The target for FY25 was built on expectations of autonomous growth of around 15 percent, supported by forecasts of 12 percent inflation, a GDP expansion of 3 percent, growth of 3.5 percent in large-scale manufacturing (LSM), and import growth estimated at 12 percent. But these assumptions did not materialize as projected. Actual autonomous growth stood at only 6.1 percent, with inflation dropping sharply to below 0.3 percent in the final quarter, GDP settling around 2.5 percent, LSM shrinking by 1.52 percent, and import growth remaining under 16 percent. Without additional policy actions and aggressive enforcement, tax revenues would have likely been limited to around Rs. 10.07 trillion.
FBR’s proactive measures, however, helped bridge much of this shortfall. The revenue authority’s initiatives contributed an extra Rs. 1.665 trillion, lifting the total collection to Rs. 11.735 trillion. Breaking down this Rs. 2.435 trillion increase over last year, Rs. 766 billion came from organic economic activity (autonomous growth), Rs. 805 billion from policy-driven adjustments, and a significant Rs. 865 billion from stepped-up enforcement efforts. This Rs. 865 billion secured through enforcement actions marks the highest ever recorded, far exceeding the previous peak of Rs. 105 billion.
A closer look at the collection composition shows Rs. 5.784 trillion was generated from income tax, up by 28 percent compared to last year. Sales tax contributed Rs. 3.9 trillion, growing by 26 percent. Customs duty amounted to Rs. 767 billion, a rise of 16 percent, while federal excise duty collected reached Rs. 1.284 trillion, posting an increase of 27 percent.
To achieve these figures, FBR ramped up enforcement across multiple fronts. Measures included rigorous recovery drives targeting high-net-worth individuals using insights from banking data, uncovering undeclared bank accounts and underreported income streams, and tightening audit selection protocols. Advance tax collection efforts were strengthened, and automated tools helped detect underpayments.
On the sales tax side, FBR introduced updated return formats to counter fraud and rolled out regulatory changes.
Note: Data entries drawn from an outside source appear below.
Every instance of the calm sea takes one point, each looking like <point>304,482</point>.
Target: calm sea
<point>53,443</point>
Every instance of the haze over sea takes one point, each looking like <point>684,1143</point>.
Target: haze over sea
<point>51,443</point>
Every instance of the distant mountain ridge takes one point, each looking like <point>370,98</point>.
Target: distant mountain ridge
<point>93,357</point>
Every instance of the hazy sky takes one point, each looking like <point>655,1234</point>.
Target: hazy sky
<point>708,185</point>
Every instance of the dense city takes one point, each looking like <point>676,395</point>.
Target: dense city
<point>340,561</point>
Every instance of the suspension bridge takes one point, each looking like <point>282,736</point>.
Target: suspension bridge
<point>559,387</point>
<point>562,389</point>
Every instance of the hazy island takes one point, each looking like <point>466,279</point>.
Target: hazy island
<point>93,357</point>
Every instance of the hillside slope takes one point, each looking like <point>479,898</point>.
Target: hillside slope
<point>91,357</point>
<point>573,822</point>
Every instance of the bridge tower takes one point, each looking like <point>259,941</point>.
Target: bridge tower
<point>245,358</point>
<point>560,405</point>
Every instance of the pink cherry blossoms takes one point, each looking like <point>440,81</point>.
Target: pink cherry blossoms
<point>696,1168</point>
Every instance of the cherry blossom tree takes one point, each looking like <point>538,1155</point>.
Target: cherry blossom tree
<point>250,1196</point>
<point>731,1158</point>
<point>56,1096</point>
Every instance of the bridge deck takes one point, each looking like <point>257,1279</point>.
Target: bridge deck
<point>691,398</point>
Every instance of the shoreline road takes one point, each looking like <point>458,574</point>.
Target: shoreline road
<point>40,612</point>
Production monitoring under Section 40B was launched in selected industries, with plans to extend it to over eight additional sectors. Coordination with three major banks improved oversight of withholding taxes, while aggressive enforcement of point-of-sale integration was carried out in retail and wholesale businesses across major urban centers.
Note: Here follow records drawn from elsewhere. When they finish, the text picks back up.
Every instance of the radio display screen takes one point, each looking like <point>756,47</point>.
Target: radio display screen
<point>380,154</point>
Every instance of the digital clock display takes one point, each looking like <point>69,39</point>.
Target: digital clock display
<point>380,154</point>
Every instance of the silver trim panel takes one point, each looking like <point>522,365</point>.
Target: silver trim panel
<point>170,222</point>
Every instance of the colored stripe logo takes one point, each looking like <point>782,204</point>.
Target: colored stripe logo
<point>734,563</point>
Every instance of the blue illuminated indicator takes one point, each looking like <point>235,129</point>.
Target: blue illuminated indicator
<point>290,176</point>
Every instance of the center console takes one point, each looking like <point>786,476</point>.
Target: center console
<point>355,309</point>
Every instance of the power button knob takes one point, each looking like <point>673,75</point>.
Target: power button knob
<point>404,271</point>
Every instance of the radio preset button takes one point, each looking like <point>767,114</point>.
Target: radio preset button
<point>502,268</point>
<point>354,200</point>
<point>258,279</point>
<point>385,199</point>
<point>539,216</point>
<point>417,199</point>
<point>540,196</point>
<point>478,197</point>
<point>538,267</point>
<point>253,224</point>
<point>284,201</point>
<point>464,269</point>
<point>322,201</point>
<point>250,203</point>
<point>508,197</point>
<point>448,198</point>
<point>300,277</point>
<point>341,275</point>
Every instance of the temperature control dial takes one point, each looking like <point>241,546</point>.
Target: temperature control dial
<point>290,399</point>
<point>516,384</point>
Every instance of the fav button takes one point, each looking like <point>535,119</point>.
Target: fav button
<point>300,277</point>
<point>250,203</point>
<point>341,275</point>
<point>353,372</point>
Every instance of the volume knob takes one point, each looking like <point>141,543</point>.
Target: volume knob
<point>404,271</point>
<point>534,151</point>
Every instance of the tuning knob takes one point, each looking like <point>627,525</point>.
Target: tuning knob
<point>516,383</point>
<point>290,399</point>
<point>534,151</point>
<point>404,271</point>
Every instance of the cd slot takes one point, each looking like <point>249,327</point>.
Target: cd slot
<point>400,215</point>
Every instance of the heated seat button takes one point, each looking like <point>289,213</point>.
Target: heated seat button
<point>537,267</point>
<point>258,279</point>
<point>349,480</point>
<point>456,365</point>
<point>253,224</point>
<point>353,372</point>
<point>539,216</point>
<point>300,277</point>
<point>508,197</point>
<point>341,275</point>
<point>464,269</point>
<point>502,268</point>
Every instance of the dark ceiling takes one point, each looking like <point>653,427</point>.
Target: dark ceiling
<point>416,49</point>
In customs, digital initiatives like faceless assessments and electronic enforcement checkpoints supported wider compliance. Efforts also intensified against manufacturers bypassing the sales tax framework, broadening the tax base.
Despite the overall subdued economic backdrop, these combined policy and enforcement strategies enabled FBR to register its highest-ever tax collection, helping reduce the gap against a demanding revenue target. This performance highlights both the resilience of tax machinery under challenging conditions and the necessity for continued reforms to stabilize Pakistan’s fiscal trajectory.